Zweitens und wichtiger: Systemzertrümmerung und Regulierung sind nicht dasselbe! Deutschland ist Vorzeigeland für eine auf strengen Organisationsgesetzen beruhende Banken- und Versicherungsaufsicht. Natürlich kann und muß jede Finanzaufsicht verbessert werden, wenn sich die Strukturen der Bankgeschäfte und der angebotenen Finanzprodukte ändern. Nur: Das ist ein mühsameres Geschäft, als mit dem Vorschlaghammer zuzuschlagen und ein erprobtes System auf den Schrottplatz zu werfen. Steinbrück scheint entgangen zu sein, daß nicht nur Deutsche und Commerzbank Universalbanken sind, sondern alle vom Geschäft her spekulationsfernen und überdies – durch Kommunen und genossenschaftliche Anteilseigner – demokratisch kontrollierten Sparkassen und Volksbanken. Gerade die gegenwärtige Bankenkrise bestätigt, daß die Universalbank der stabilste und robusteste Typ ist, den es in Zeiten unsicherer und volatiler Märkte gibt. Er verlangt vom Management mehr als Dienst nach Vorschrift.

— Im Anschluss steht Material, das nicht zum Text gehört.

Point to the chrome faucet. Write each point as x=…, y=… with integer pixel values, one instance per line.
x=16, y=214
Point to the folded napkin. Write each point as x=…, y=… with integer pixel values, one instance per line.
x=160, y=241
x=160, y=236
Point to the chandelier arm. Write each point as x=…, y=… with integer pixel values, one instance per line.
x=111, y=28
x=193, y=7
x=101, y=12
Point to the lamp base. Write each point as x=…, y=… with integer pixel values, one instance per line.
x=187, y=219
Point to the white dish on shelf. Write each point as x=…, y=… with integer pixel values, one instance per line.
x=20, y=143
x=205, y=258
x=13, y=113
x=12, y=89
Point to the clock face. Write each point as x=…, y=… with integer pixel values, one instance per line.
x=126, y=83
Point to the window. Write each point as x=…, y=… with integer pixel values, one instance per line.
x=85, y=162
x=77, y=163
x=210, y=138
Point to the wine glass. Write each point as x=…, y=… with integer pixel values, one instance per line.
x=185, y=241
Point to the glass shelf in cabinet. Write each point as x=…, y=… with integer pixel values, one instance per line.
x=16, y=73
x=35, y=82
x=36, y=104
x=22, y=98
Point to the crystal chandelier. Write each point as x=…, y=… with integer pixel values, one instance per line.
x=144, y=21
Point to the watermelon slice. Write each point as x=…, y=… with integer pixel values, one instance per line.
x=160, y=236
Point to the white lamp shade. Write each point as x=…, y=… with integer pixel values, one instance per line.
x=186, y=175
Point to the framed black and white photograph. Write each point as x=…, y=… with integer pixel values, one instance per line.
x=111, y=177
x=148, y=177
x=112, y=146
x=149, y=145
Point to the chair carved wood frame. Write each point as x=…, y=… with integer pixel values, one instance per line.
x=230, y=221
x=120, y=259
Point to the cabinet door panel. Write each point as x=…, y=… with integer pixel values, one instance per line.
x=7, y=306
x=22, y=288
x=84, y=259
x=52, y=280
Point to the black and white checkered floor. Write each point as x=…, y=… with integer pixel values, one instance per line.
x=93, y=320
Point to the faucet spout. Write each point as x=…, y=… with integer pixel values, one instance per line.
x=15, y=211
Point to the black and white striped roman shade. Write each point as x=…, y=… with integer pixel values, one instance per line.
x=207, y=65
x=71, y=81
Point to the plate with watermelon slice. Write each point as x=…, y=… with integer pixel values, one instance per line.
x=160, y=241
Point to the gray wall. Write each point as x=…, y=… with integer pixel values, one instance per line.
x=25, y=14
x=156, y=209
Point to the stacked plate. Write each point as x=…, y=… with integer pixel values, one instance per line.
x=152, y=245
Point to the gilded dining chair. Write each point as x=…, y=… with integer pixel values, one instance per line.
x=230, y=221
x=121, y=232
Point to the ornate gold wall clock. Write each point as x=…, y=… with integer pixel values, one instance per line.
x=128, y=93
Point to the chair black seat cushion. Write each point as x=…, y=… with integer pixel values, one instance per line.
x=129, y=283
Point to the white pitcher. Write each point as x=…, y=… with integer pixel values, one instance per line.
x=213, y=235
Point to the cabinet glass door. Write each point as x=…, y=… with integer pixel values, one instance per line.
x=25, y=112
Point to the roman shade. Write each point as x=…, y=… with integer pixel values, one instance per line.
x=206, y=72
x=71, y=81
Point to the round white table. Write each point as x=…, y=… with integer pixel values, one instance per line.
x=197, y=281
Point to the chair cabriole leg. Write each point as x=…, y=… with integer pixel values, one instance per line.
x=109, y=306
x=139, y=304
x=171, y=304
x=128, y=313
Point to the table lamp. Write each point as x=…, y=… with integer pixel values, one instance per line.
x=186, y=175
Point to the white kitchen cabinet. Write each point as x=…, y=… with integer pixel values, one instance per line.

Und was ist mit der „Gier“ und den diversen Entgleisungen bei Boni-Zahlungen? Schreien sie nicht förmlich nach einer strengeren Aufsicht? Ja, das tun sie. Doch welche Anforderungen das an Sachkunde, Kompetenz und Erfahrung verlangt, hat erst kürzlich die Deutsche Bundesbank demonstriert, als sie fast resignierend feststellte, wie schwer allein im Wertpapiergeschäft der Banken die Abgrenzung zwischen normalen Kundenaufträgen und dem bisweilen, aber keineswegs durchgängig, spekulativen Eigenhandel der Banken sei.

Als Bundesfinanzminister räumte Steinbrück anläßlich der Weltfinanzkrise resignierend ein: „Politik bedeutet, auf der Basis unzureichender Informationen entscheiden zu müssen.“ Sein Finanzmarktpapier zeigt, daß das auch sein Problem ist. Er könnte noch dazu lernen. Wenn das Steinbrücks Reifezeugnis für das höchste Regierungsamt gewesen sein soll, dann haben die Amtsinhaber nicht allzuviel von ihm zu befürchten.

 

Prof. Dr. Wilhelm Hankel war unter SPD-Minister Karl Schiller Leiter der Währungsabteilung des Wirtschaftsministeriums und Chef der Bank- und Versicherungsaufsicht.